大学一回生のある日、人との待ち合わせに少し早く着いてしまって、食堂のテーブルでカミュの『シーシュポスの神話』を読んでいた。カバンにはいつもその本が入っていて、外装もボロボロ。もともと僕は本のカバーをつけないので、お気に入りの本は大体ボロボロになっていく。そんな本を、読むともなく読んでいた時のことだ、もう20年以上前のこと。赤ん坊が生まれて成人になるだけの時間が過ぎている。でもまだ一週間前のことのように思い出せる記憶の一つ。

食堂は大学らしい軽薄な喧騒に満ちていて、昼休みに入るとどこかでバンドの演奏が始まった。
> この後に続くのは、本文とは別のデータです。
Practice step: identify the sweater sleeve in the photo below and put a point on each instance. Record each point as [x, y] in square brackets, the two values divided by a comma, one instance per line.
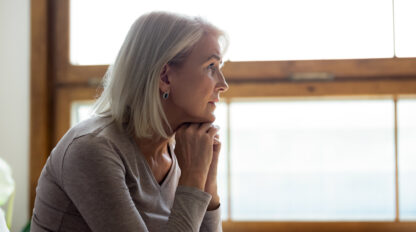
[212, 221]
[93, 176]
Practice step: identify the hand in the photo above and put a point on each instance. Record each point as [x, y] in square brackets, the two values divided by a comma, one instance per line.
[211, 183]
[194, 151]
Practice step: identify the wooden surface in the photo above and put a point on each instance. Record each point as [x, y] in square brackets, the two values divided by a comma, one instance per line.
[62, 113]
[55, 84]
[40, 105]
[319, 226]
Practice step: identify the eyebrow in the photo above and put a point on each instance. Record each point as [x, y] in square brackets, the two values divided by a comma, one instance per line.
[214, 56]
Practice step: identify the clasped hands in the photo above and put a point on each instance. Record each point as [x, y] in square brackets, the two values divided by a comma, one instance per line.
[197, 149]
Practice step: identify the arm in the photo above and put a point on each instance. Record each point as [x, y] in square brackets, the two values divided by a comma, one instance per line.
[93, 176]
[197, 149]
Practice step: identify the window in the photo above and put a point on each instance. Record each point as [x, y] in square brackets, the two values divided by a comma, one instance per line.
[261, 82]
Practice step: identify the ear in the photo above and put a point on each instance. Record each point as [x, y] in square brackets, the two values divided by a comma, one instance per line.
[164, 84]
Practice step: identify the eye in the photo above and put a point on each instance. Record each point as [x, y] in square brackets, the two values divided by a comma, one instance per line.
[212, 67]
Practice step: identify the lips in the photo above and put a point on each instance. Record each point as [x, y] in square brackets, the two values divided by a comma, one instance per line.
[215, 100]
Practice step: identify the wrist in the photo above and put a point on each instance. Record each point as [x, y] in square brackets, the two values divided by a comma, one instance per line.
[197, 181]
[214, 203]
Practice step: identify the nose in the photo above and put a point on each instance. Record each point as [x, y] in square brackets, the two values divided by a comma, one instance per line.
[222, 85]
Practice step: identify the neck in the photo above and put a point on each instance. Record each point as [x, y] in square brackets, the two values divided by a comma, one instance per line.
[152, 147]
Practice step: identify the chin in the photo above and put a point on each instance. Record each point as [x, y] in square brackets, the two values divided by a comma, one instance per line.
[204, 119]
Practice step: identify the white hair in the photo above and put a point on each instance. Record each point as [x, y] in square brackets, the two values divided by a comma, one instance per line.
[131, 93]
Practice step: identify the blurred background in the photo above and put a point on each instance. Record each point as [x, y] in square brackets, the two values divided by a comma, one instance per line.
[318, 127]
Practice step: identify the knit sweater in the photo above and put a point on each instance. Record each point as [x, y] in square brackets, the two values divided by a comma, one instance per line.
[96, 179]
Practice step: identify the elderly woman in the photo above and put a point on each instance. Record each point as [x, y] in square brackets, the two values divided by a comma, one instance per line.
[148, 160]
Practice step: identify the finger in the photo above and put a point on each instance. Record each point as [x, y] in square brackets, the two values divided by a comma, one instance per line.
[217, 139]
[212, 131]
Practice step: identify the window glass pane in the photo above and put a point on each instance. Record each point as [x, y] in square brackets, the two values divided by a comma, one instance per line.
[80, 110]
[405, 24]
[221, 121]
[258, 30]
[406, 110]
[312, 160]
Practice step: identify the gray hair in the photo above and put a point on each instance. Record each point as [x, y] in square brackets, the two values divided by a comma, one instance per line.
[131, 85]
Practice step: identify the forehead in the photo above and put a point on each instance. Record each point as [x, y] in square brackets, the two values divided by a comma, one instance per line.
[205, 48]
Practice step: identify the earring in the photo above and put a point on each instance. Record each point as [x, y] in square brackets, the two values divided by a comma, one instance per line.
[165, 95]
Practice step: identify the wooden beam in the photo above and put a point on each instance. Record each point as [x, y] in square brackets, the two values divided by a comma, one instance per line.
[319, 226]
[40, 123]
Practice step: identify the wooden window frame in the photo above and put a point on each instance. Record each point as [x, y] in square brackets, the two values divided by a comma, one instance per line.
[55, 83]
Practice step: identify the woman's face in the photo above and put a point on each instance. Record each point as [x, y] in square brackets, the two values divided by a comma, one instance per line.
[195, 84]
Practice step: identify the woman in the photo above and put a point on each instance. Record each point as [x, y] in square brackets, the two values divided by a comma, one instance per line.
[120, 170]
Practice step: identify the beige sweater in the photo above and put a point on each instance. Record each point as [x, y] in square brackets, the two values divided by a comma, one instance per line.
[96, 179]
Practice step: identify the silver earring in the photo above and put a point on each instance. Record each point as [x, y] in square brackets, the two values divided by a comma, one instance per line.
[165, 95]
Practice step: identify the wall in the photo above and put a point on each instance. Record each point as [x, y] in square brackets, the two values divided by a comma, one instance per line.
[14, 99]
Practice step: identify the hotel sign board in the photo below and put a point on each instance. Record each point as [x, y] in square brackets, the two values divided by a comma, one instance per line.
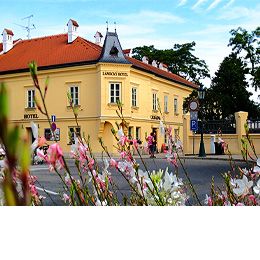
[115, 73]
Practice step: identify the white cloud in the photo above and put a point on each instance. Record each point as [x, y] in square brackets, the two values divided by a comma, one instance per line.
[148, 17]
[183, 2]
[214, 4]
[230, 3]
[198, 3]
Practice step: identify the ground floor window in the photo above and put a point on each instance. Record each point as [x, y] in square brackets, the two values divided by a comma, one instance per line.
[74, 92]
[154, 101]
[130, 133]
[115, 92]
[30, 99]
[73, 132]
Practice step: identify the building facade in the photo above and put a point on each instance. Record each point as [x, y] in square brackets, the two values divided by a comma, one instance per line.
[96, 75]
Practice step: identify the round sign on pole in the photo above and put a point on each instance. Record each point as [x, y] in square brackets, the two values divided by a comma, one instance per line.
[194, 105]
[53, 126]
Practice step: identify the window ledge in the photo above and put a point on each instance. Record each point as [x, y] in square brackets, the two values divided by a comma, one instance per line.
[30, 109]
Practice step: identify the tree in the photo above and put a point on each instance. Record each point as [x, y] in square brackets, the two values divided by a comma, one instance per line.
[179, 60]
[249, 43]
[228, 92]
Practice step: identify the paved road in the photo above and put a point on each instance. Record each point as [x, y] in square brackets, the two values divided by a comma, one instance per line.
[200, 173]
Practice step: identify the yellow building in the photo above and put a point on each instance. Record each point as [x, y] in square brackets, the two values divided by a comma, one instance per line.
[96, 75]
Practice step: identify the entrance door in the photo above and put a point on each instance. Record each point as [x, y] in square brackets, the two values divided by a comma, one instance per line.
[30, 135]
[156, 139]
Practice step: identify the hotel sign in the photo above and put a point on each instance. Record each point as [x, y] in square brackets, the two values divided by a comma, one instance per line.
[30, 116]
[115, 73]
[155, 118]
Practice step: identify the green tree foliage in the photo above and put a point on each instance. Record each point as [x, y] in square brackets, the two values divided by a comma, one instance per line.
[248, 45]
[228, 92]
[179, 60]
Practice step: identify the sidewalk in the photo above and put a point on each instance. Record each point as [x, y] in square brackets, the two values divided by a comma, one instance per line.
[225, 157]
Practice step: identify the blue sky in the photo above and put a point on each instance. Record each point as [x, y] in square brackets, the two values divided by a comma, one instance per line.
[161, 23]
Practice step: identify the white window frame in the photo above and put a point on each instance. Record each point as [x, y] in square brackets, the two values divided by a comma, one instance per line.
[138, 133]
[130, 132]
[113, 97]
[74, 92]
[175, 106]
[30, 100]
[134, 97]
[166, 104]
[166, 139]
[71, 130]
[154, 101]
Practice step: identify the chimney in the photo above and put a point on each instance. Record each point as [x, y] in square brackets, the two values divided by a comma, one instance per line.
[7, 40]
[163, 66]
[154, 63]
[98, 36]
[145, 60]
[72, 30]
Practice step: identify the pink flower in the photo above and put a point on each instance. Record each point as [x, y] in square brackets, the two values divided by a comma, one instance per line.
[113, 163]
[41, 141]
[122, 154]
[82, 149]
[135, 143]
[55, 155]
[122, 140]
[91, 164]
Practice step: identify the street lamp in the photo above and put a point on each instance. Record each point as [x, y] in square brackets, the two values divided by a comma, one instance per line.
[201, 97]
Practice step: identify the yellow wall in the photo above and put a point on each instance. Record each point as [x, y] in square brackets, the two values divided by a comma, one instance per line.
[96, 116]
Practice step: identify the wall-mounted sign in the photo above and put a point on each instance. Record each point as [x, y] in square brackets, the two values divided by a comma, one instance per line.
[194, 105]
[30, 116]
[115, 73]
[155, 118]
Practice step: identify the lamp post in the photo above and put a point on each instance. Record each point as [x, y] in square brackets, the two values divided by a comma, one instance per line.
[201, 97]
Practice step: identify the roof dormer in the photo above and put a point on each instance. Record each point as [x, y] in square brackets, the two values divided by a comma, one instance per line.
[145, 59]
[98, 37]
[72, 30]
[163, 66]
[7, 40]
[154, 63]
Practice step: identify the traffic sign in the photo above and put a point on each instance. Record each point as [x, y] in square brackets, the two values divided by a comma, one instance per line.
[193, 125]
[53, 126]
[194, 105]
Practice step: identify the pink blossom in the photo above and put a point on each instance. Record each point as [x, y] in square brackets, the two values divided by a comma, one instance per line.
[122, 154]
[135, 143]
[55, 155]
[41, 141]
[122, 140]
[113, 163]
[82, 149]
[91, 164]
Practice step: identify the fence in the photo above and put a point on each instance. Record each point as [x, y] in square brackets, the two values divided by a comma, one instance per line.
[254, 125]
[218, 126]
[232, 132]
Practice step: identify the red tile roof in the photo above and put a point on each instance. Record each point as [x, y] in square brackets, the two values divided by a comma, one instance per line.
[48, 51]
[160, 72]
[55, 50]
[9, 32]
[74, 23]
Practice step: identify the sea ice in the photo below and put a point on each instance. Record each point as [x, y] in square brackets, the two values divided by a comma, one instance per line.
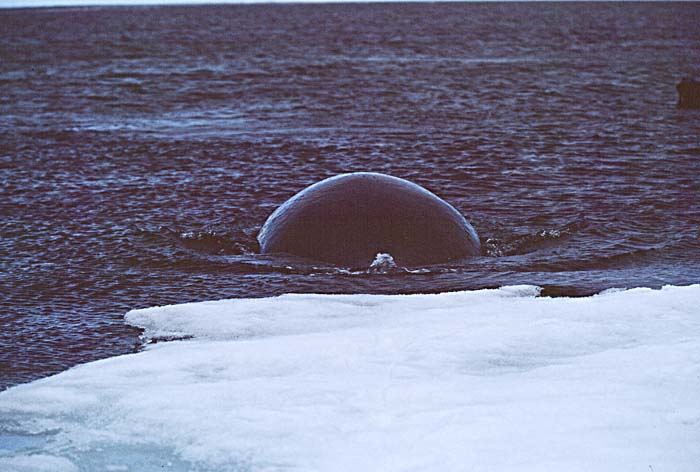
[489, 380]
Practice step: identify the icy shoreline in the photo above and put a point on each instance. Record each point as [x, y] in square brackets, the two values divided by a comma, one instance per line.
[490, 380]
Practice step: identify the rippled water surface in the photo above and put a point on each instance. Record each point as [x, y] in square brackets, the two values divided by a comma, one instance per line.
[142, 148]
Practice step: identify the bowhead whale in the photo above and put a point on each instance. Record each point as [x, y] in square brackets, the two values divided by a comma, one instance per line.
[348, 219]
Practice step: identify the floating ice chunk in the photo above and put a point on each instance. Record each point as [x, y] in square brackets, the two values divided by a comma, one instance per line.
[490, 380]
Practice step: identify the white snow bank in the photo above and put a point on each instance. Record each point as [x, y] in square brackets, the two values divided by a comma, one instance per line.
[492, 380]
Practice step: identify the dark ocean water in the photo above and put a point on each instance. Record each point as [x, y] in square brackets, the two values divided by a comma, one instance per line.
[142, 148]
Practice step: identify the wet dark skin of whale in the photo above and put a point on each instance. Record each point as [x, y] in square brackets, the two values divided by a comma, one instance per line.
[348, 219]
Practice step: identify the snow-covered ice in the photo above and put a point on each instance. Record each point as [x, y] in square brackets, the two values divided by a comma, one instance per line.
[490, 380]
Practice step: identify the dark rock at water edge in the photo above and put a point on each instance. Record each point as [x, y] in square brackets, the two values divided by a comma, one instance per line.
[688, 93]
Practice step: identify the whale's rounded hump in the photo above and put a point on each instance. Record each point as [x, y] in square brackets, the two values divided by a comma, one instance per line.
[348, 219]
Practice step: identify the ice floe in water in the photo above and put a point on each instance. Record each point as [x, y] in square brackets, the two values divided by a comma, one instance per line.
[490, 380]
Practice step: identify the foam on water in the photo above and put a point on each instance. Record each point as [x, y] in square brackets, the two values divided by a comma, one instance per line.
[476, 380]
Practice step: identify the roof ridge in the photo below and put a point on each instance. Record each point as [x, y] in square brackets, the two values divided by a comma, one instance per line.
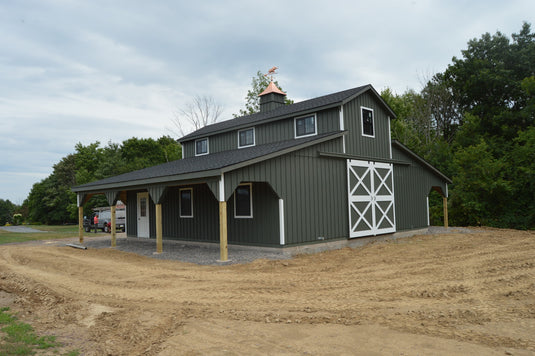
[258, 117]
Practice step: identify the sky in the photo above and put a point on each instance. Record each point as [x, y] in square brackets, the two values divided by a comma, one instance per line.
[85, 71]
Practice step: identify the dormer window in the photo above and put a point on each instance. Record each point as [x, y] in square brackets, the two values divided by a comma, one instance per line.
[201, 147]
[305, 126]
[367, 122]
[246, 138]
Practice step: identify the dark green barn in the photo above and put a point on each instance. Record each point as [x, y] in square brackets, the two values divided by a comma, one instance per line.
[316, 171]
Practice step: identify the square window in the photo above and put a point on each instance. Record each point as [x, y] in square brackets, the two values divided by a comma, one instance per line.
[243, 201]
[186, 203]
[201, 147]
[367, 122]
[246, 137]
[305, 126]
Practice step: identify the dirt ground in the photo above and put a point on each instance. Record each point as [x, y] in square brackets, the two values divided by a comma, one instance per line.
[445, 294]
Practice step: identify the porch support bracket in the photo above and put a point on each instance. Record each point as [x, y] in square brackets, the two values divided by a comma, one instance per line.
[223, 247]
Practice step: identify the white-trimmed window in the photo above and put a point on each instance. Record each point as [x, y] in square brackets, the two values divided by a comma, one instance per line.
[367, 122]
[305, 126]
[186, 202]
[246, 137]
[243, 201]
[201, 146]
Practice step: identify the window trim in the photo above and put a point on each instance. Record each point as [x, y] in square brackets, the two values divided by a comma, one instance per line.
[304, 117]
[254, 137]
[180, 202]
[250, 201]
[362, 121]
[207, 146]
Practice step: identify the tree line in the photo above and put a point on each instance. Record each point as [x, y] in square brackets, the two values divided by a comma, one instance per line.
[51, 200]
[475, 122]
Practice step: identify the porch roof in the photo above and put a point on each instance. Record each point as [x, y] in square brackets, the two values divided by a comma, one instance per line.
[210, 165]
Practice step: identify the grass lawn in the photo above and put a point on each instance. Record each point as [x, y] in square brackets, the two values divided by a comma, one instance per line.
[18, 338]
[52, 232]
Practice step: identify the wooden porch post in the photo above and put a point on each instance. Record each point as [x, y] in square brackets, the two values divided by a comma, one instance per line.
[445, 205]
[223, 249]
[113, 226]
[159, 247]
[81, 224]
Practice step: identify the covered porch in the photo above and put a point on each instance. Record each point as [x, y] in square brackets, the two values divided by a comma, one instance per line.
[197, 210]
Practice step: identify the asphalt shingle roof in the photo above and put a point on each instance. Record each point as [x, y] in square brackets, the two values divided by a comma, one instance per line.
[279, 113]
[207, 163]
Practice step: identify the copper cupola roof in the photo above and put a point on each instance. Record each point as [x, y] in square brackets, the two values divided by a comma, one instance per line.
[272, 88]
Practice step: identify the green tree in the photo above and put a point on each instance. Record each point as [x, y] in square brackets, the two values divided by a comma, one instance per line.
[482, 190]
[252, 102]
[201, 111]
[487, 81]
[51, 201]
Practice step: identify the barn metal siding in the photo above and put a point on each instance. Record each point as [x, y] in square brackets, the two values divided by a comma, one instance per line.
[356, 144]
[314, 190]
[188, 149]
[204, 226]
[263, 227]
[281, 130]
[412, 185]
[223, 142]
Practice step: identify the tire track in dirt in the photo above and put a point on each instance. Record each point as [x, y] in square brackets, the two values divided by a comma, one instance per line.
[473, 288]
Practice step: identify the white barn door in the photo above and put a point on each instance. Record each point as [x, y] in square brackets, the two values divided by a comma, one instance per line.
[371, 198]
[143, 214]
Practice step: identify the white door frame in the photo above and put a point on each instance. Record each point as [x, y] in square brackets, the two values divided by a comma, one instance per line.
[380, 191]
[143, 226]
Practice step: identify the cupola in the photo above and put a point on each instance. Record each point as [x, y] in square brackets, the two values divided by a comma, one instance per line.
[272, 97]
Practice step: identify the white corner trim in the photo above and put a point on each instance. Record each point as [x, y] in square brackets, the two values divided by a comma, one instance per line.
[281, 222]
[389, 137]
[362, 122]
[342, 117]
[427, 198]
[222, 187]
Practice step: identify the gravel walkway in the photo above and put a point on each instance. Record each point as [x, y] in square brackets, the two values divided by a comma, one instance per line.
[21, 229]
[208, 253]
[202, 254]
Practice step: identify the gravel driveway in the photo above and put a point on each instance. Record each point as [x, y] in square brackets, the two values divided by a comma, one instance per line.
[21, 229]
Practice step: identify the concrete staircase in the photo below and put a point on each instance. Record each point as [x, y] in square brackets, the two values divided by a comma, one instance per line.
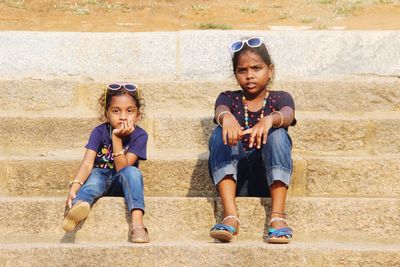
[343, 203]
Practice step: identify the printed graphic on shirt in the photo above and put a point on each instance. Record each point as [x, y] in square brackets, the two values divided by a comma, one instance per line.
[104, 157]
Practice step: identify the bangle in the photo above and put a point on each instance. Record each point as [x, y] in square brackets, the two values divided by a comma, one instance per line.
[280, 113]
[119, 153]
[219, 115]
[75, 182]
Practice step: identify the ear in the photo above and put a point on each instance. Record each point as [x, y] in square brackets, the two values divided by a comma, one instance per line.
[138, 116]
[271, 70]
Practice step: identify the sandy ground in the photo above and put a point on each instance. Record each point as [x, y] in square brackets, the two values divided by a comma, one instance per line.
[173, 15]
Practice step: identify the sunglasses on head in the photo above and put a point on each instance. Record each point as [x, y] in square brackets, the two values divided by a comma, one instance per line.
[127, 86]
[251, 42]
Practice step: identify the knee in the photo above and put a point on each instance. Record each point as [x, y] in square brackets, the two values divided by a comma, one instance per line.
[278, 139]
[216, 138]
[132, 173]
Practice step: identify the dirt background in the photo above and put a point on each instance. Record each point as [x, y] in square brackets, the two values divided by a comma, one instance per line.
[173, 15]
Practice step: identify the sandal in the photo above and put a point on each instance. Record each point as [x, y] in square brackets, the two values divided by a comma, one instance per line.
[139, 234]
[75, 215]
[275, 235]
[223, 232]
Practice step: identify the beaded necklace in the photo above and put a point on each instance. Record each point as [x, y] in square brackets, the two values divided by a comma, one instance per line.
[246, 114]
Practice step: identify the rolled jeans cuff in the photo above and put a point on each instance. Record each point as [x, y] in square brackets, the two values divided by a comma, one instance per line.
[278, 173]
[224, 169]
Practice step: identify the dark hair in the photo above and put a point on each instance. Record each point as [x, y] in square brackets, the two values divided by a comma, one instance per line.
[105, 104]
[262, 51]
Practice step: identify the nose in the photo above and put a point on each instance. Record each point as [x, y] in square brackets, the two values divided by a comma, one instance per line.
[123, 116]
[250, 74]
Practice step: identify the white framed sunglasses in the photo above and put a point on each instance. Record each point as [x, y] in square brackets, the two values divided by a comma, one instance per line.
[251, 42]
[127, 86]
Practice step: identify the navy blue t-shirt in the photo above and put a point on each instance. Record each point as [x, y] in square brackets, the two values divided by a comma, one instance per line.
[233, 100]
[100, 141]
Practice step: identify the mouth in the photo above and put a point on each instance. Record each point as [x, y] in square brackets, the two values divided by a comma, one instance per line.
[251, 85]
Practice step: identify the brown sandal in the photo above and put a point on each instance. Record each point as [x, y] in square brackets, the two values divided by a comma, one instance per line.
[75, 215]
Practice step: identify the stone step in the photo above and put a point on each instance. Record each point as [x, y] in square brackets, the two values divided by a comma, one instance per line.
[38, 219]
[193, 55]
[315, 131]
[253, 253]
[177, 173]
[368, 132]
[350, 94]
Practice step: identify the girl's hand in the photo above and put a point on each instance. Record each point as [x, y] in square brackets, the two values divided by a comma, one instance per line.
[231, 130]
[125, 129]
[259, 132]
[72, 193]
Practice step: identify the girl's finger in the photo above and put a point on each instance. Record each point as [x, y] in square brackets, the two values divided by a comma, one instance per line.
[248, 131]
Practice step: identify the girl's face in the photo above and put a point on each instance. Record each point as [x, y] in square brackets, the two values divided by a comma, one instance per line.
[252, 73]
[122, 108]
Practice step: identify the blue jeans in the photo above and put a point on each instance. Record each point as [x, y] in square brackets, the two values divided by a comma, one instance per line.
[252, 170]
[128, 183]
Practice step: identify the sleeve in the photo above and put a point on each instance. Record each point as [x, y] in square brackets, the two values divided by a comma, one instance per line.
[138, 145]
[94, 140]
[225, 99]
[286, 100]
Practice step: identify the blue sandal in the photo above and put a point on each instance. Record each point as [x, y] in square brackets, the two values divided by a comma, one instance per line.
[223, 232]
[275, 235]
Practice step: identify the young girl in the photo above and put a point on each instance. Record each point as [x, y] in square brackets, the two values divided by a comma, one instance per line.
[110, 164]
[251, 150]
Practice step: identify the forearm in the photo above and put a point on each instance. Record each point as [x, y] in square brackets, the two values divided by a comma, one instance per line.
[120, 159]
[282, 118]
[220, 112]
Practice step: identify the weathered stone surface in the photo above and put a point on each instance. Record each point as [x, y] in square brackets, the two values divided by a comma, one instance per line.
[314, 176]
[200, 254]
[93, 55]
[168, 55]
[349, 95]
[172, 218]
[313, 132]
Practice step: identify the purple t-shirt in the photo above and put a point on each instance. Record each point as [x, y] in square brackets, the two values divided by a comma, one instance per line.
[100, 141]
[275, 102]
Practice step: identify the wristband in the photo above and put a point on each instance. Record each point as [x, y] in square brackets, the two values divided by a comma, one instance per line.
[219, 115]
[75, 182]
[280, 113]
[119, 153]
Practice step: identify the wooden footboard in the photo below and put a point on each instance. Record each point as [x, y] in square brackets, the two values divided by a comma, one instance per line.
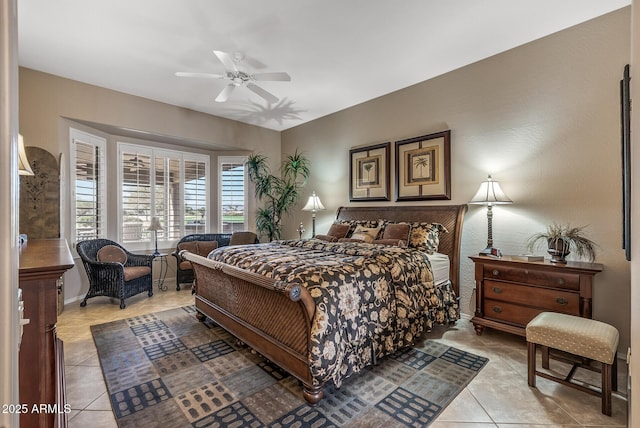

今年大学に入った1年生たちが知らない、大学と言うシステムの中で繰り広げられる、愛すべき日常の風景。奪われて初めて見えてくる貴重な無駄。

突然本の向こうから顔を出したのは、待ち合わせに幾分遅れてきた女の子だった。何か文句の一つでも言おうと思った矢先に、僕に向かって言った言葉が印象的で、だからこの瞬間のことを思い出す。

「これよく読んでるけど、なんでおんなじ本何度も読むん?」

不意を突かれたせいもあって、言葉が出てこない。そして言葉が出てこないまま、僕らは約束していたバンド用の機材を買うために歩き始めてしまった。あの問いに答えられないまま、20年も経ってしまった。彼女は元気にやってるのだろうか。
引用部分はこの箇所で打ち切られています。